The sun’s Jesus piece gold sliced through the ocean’s mild oscillations. Glancing around, chin crossing over chest to shade one shoulder before the next, I surveyed the unfamiliar expanse. My face soaked up the luminary’s warmth, like bee suckling nectar. Though neither landmass nor sign of human life, neither boat nor waterworn plank could be found in the sea’s vast, I was calm. My arms stroked, legs stretched forward and back, unshackled from burden. That I was by myself in an ocean didn’t startle me. Neither did the man who plowed up through its lid.
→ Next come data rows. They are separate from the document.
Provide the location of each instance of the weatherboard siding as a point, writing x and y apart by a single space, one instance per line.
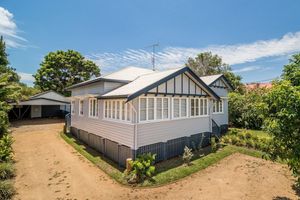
122 133
154 132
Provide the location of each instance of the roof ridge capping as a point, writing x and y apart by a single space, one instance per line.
174 74
140 85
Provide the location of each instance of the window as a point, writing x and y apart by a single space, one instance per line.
159 108
154 108
165 108
176 108
198 107
217 106
150 108
80 107
117 110
179 107
93 107
143 109
72 107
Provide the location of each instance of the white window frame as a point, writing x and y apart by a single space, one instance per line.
199 107
113 114
221 105
91 104
80 107
73 107
155 109
180 113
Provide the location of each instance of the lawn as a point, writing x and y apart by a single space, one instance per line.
167 171
258 133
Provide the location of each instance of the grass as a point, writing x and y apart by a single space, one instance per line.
167 171
258 133
7 171
96 158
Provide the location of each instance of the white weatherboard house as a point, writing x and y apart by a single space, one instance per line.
137 110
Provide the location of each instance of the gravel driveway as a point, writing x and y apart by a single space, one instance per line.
49 168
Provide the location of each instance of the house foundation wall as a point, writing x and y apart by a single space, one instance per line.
163 150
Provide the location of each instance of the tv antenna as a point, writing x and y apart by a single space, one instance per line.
153 55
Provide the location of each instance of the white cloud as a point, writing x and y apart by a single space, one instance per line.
247 69
26 77
171 57
9 30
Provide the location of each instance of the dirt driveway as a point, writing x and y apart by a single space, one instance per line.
48 168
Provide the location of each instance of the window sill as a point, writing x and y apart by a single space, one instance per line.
118 121
218 113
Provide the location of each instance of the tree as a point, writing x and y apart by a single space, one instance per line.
283 122
247 110
62 69
8 92
291 71
4 63
208 64
27 91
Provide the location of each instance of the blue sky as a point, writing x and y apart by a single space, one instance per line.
255 37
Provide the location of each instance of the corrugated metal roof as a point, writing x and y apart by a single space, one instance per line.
140 83
124 75
128 73
210 79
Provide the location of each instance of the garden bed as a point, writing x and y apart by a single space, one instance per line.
167 171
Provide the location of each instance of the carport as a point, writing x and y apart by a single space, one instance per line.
43 105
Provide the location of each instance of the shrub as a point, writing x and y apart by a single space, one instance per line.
6 190
5 147
250 143
187 155
142 168
214 144
7 171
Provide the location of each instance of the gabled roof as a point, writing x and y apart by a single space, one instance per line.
210 80
125 75
148 81
128 73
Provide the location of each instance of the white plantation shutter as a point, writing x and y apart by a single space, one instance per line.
183 108
143 107
165 108
150 109
159 108
176 108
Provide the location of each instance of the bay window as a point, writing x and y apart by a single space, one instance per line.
218 106
80 107
93 107
117 110
72 107
179 107
154 108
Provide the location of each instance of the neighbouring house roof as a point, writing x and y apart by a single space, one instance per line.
210 80
45 98
250 86
125 75
149 81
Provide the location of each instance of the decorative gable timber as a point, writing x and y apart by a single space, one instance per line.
181 85
162 86
219 84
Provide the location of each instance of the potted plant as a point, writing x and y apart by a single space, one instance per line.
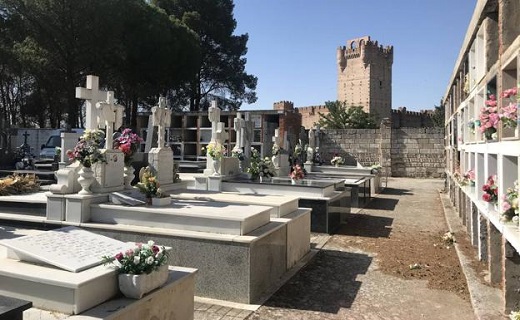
141 269
128 142
87 152
150 187
296 174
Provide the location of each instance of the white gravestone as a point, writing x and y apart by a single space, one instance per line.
247 138
239 126
312 146
161 158
92 95
109 117
70 248
214 118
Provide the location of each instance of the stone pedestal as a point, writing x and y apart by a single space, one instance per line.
109 175
77 207
161 160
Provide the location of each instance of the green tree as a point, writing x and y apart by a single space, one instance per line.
222 72
341 116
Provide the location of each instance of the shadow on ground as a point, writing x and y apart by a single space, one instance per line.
364 225
327 284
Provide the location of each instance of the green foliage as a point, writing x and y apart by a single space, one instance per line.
222 72
342 117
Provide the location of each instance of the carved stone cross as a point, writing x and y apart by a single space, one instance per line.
110 116
92 95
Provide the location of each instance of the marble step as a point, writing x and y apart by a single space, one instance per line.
190 215
281 205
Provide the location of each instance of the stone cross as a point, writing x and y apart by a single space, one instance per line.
161 116
248 136
109 116
92 95
214 117
239 126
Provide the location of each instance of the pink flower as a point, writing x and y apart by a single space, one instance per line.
509 92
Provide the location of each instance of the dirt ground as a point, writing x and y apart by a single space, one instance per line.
388 262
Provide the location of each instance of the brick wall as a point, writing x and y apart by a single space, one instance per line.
414 152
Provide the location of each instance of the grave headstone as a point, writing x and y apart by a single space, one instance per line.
69 248
160 159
Droplets cascaded down his whiskey brown face, high cheekbones, his chiseled chest. A skirt of bark covered his body, waist to water. The man hovered, beautiful and fierce, and looked down upon me with an unsmiling, unflinching affection.
“You. You embody masculine and feminine better than them all. The Others,” he urged, “they think they have to conquer the seven seas to find the balance you hold. But you. You know you have to find the twelve.”
I said nothing, just listened, stared at his face.
A blink later, he disappeared. The ocean was gone. Instead of treading water, I laid in an old cast iron tub that, I recognized, was in my apartment’s bathroom.
A blurry haze projected from my bedroom’s television and filled my actual eyes, now that they were open.